John, Will, and Lee all followed her, not looking their father in the face. Numb, Gene turned after them.

“Gene,” his father said.

He looked down to see his father’s hand on his elbow. In the other, his father’s reed flute. “I’m sorry I never taught you all to play it.” He glanced up at Gene’s brothers, who had stopped on the gangway and watched with stoic faces.

Gene took one end of the flute in his hand. It felt heavier than he would have thought. He realized he had never touched it before. The wood was worn a dark brown around the holes where his father’s fingertips had played countless melodies. On the underside, toward the tip, the initial H had been engraved decades ago.

“What will you do?” he asked, looking up at his father.

“My calling is with the mission. I feel my work isn’t done yet.”

“What happened here—”

“Never speak of it. To anyone. Nobody in America would understand what it’s like here.”

There was so much, and yet nothing, left to say.

“Goodbye, then,” Gene spoke the words, but it was as if he hadn’t said them himself. They sounded strange in his own voice, like hearing himself speak underwater. His father only nodded back, a curt, single dip of his chin.

Gene slipped the flute into his trousers where it stuck out awkwardly, then shuffled up to the viewing deck, where passengers clung to the railings and waved over the edge to the people below. Stacks of luggage were piled everywhere, with shirtless workers hoisting them off to some out-of-the-way place. But Mrs. Hinton sat on their piled trunks, refusing to move. Gene saw something white in her hand, a piece of paper. He watched her examine it for a moment, her eyes squinting in the daylight. Then she crumpled it, not out of rage but as if to hold it closer, and raised it to her chest with her eyes closed.

Something brushed against Gene’s backside, and he turned to see a massive trunk and two deckhands waiting for him to get out of the way. He stepped aside and found his brothers at the railing.

“Look,” said Lee. He pointed out Mr. Hinton in the crowd, his topi blending in with so many others around him, but Gene could tell it was him.

“Can he see us?” said John.

“Why don’t you wave,” said Will. But no one did.
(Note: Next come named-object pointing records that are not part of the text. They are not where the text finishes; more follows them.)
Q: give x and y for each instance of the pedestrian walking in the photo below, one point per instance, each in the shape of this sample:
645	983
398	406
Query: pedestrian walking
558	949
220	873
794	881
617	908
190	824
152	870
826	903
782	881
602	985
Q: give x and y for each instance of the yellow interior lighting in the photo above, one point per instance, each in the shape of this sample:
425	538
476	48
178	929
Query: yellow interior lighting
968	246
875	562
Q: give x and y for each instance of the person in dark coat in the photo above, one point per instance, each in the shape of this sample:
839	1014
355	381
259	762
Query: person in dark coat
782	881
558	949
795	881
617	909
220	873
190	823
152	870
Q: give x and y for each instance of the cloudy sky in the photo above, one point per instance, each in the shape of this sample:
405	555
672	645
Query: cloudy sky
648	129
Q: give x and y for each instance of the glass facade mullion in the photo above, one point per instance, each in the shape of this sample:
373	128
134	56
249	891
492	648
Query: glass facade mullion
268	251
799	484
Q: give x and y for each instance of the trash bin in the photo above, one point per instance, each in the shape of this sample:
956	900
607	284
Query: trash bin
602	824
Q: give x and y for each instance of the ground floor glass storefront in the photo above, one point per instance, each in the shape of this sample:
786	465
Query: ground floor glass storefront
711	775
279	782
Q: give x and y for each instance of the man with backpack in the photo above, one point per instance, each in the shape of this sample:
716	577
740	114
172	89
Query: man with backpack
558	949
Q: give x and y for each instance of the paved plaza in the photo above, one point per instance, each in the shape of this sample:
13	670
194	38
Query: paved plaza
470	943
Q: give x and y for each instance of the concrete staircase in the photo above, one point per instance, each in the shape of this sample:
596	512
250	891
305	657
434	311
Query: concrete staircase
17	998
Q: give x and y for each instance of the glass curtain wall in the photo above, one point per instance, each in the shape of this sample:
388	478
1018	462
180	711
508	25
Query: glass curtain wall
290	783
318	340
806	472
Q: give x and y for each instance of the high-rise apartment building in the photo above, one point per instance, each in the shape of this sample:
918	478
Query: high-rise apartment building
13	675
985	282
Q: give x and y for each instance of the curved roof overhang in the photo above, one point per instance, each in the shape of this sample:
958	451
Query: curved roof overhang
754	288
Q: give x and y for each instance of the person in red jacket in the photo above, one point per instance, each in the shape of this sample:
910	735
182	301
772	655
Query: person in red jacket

Gene wondered if their father could even see them from so far below. He gripped the iron railing and felt all the vessel’s voyages ingrained in the metal, staining it, polishing it, leaving marks that could never be erased. He thought about how many times this ship must have sailed around the world. How many more journeys it would make. There must have been a time, years ago, when it first set out to sea, and perhaps there had been a boy aboard, just like him, leaving home for the first time. The blare of the ship’s horn signaled their departure, and Gene felt the deck lurch from beneath him as they pulled away from the port. But their father did not stay to see them sail off. Instead, they were the ones who watched him turn his back, make his way through the crowd, and disappear among the people, the winding streets, the stench, the alleys, the men working, and the children playing with the kind of freedom of those whose parents were not watching.